Real Estate Defined
Real estate is known in law as real property and it consists of land and whatever is erected, growing upon, or affixed to the land. Land also includes rights related to the land. Real estate is highly regulated and the process by which one buys and sells a home is not like buying or selling something like a car. Why? Because different laws apply to real property and these laws change and get updated on a regular basis. For example, when you sell a home you must, by law, disclose all know latent defects in your home and on your property. If you do not know what a latent defect is, perhaps you are in need of a professional realtor who is required to be knowledgeable on these and many other issues affecting real estate. This page provides some basic info and additional information and tips are available through the links at the left.

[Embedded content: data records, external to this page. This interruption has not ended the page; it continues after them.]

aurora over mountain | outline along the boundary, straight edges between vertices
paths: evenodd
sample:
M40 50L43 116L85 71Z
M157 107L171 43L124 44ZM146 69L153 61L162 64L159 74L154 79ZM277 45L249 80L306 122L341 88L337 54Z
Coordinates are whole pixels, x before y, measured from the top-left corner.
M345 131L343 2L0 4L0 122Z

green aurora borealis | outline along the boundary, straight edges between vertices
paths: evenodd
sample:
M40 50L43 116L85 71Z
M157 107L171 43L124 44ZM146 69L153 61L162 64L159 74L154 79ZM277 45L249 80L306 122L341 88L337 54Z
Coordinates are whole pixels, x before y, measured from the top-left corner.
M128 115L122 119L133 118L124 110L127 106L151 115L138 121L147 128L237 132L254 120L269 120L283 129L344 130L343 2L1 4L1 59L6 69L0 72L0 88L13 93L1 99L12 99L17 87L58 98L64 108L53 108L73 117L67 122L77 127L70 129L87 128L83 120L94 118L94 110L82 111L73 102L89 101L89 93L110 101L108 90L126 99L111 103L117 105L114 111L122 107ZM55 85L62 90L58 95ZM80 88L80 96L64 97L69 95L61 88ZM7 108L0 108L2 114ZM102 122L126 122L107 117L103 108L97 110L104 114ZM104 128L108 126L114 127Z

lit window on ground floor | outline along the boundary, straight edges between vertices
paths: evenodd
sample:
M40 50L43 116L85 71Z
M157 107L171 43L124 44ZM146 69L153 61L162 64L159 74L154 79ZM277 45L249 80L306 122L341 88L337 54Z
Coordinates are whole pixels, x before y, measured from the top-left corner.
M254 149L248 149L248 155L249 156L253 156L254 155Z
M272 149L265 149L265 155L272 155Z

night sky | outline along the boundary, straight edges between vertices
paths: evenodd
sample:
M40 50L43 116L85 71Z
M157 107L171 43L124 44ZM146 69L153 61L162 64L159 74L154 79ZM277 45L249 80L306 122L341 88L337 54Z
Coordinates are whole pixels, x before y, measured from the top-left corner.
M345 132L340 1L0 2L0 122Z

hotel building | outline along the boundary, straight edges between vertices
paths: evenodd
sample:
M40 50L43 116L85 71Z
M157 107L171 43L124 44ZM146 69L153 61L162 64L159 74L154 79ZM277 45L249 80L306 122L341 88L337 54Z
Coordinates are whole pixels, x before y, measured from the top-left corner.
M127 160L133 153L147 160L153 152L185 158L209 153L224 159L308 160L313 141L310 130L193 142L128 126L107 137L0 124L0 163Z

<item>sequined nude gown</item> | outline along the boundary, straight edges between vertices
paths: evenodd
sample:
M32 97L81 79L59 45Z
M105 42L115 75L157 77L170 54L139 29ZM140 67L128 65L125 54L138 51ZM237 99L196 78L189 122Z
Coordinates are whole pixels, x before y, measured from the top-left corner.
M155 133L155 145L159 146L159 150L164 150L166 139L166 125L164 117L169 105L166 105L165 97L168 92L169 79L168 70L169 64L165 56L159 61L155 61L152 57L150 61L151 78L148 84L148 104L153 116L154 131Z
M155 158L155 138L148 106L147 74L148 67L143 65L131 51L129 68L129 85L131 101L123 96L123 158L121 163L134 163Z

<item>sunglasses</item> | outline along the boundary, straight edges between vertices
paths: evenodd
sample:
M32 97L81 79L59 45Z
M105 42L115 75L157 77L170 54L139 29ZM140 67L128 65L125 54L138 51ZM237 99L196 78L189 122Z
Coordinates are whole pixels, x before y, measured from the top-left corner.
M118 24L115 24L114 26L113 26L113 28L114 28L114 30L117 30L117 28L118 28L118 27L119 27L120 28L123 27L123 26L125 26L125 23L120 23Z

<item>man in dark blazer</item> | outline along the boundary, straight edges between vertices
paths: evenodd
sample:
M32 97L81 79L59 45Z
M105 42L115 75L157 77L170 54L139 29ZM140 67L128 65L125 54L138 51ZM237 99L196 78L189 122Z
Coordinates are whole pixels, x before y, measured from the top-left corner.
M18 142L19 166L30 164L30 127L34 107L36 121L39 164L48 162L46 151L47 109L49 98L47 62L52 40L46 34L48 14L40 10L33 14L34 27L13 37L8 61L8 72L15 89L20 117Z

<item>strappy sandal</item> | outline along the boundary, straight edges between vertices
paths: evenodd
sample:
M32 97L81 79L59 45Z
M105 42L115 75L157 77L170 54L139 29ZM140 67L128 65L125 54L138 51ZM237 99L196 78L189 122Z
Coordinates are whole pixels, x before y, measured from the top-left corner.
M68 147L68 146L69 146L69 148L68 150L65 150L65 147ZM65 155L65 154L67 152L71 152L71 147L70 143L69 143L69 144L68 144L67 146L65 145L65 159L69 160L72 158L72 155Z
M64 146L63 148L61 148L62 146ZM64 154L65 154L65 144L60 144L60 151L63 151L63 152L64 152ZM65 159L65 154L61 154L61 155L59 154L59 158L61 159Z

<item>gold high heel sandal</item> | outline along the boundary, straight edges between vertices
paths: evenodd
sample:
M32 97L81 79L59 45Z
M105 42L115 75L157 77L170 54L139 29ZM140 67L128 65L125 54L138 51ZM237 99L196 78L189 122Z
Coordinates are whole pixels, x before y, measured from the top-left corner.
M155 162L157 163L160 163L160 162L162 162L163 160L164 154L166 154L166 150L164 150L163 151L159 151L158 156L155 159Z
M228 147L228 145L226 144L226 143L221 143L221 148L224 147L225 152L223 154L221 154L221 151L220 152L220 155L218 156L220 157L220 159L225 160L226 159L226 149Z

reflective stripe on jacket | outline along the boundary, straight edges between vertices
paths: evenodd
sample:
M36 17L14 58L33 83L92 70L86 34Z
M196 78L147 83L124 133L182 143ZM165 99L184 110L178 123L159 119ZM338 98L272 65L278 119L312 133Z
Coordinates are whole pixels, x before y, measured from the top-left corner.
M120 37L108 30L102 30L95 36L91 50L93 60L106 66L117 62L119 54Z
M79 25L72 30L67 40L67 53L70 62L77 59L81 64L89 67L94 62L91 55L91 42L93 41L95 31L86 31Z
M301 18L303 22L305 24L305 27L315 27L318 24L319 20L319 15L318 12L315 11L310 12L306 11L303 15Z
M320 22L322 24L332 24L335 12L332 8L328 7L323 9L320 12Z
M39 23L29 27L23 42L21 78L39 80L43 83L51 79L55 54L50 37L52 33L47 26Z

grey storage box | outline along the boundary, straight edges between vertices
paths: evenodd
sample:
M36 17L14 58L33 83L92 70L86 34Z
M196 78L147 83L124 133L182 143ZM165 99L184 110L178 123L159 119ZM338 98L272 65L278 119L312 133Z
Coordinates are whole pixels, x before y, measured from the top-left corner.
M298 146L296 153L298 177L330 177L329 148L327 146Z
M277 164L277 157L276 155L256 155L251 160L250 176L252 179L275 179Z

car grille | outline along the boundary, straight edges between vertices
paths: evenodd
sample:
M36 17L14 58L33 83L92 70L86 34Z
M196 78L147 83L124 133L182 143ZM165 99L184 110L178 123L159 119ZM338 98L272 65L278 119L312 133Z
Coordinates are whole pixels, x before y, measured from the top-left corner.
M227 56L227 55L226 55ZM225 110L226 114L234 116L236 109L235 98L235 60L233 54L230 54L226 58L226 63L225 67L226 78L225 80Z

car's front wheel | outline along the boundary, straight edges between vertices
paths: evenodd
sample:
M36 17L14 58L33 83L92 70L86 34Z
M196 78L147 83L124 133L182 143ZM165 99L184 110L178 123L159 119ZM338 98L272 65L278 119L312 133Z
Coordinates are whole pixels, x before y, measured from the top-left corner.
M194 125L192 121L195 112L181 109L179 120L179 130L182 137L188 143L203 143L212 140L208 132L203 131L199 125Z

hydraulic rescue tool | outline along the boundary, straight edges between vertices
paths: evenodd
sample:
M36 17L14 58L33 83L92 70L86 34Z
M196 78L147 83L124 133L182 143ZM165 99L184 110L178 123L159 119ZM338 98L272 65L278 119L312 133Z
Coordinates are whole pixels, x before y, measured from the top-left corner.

Real property is distinct in law from personal property. For example, a mobile home that is located on its own land is dealt with in law as real property, but a mobile home that is located on a rental pad in a mobile home park is dealt with in law as personal property. The mobile home on land may be reflected on the title for the land and a person buying it can apply for a mortgage. The mobile home without land should be registered in the mobile home registry but a person buying it cannot apply for a conventional mortgage because it falls within the provisions of the Personal Property Security Act. The BC Real Estate Services Act governs the sale of real estate in BC. Does all of this sound confusing? Why discuss these examples? The reason is simple. This is a highly regulated industry and it is important to understand what laws apply to real property and which ones do not.
Real Estate Characteristics
Real estate has three characteristics that are fairly unique.
Immobility. The land upon which real property sits is immobile. This characteristic of immobility is the reason for the often voiced phrase “location, location, location” when it comes to the purchase of property. Location is very important and this characteristic is responsible for the local nature of our markets. Very often transactions in one localized area can have little or no impact or relevance on those within a different localized area. Having said this, neither area is completely isolated from the broader economic conditions affecting a local region, or for that matter, the country. A localized area can also be affected by changes that take place nearby. For example, if a coal mining plant is relocated near a single family or a water tower is erected nearby, the changes will affect the value of the home. Location is very important in determining values of improved land. As a result, it is important to know what currently exists and to find out what is planned in a specific area when a person is considering the purchase of real estate.
Durability While land lasts forever (barring some major natural disaster that may destroy it), the value of the land does not and the structures that are placed on the land have a finite life. The life of structures are measured in physical terms as well as economic terms. Buildings are often demolished and replaced with other types of structures before they have physically worn out to make room for a different type of development.
Indivisibility of services. This simply means that the elements of value associated with the land, buildings, and other improvements are thought of as a single unit. British Columbia land, when viewed from the perspective of the law of real property, includes the surface of the Earth and all permanent improvements made to it. However, in financial terms (such as property taxes) the land and the buildings on the land are often viewed as distinct.
Divisibility of ownership This has two meanings. The ownership of a parcel of real estate can be divided both physically and legally. Ownership of land can be divided by creating separate interests in land having either horizontal or vertical boundaries.
Real Estate in British Columbia
Within Canada, the provinces have sole jurisdiction to make laws concerning property. Within British Columbia, there are more than 35 laws that can readily be identified as being applicable to real estate. There are also a significant number of statutory and voluntary organizations that are part of the related industry. Overs the years, this industry has evolved into a very highly one. Historically, our real property law developed based on principles derived from court decisions and those found in legislation. Our law of real property is based on the law of England. English laws, as they existed in 1858 became those of our Province in that year. Over the years there have been many changes to our law and one of the most significant current differences between our real property law and that of England is our land registration system. Our current system is often referred to as a modified “Torrens System”.
When we think of owning land, we think of having unlimited rights to what we buy. This in not exactly the case. When we buy land we are actually buying rights to the land expressed in terms of interests. The “Crown” (government) actually owns the land and this is why land can be expropriated by the government. The government has other rights to land as well. Gold and silver subsurface rights to land were originally reserved in favour of the Crown, and other based minerals other than coal have been expressively reserved since 1897. Coal and petroleum have been reserved since 1899 and gas since 1951. There are other rights as well. For example, in British Columbia, all water except ground water if the property of the government. This is why a water license is required to be entitled to use surface water such as that in a lake being used for the water source in a home.
British Columbia Real Estate laws continue to evolve. The BC Real Estate Services Act and the Real Estate Development Marketing Act came into force in 2005 and the law of Agency was changed in 2012 to what is now known as Designated Agency. These are but a few of the more recent changes. If, like most of us, your home is your most expensive investment, does it not make sense that you would want to maintain an appreciation of the things that could affect it?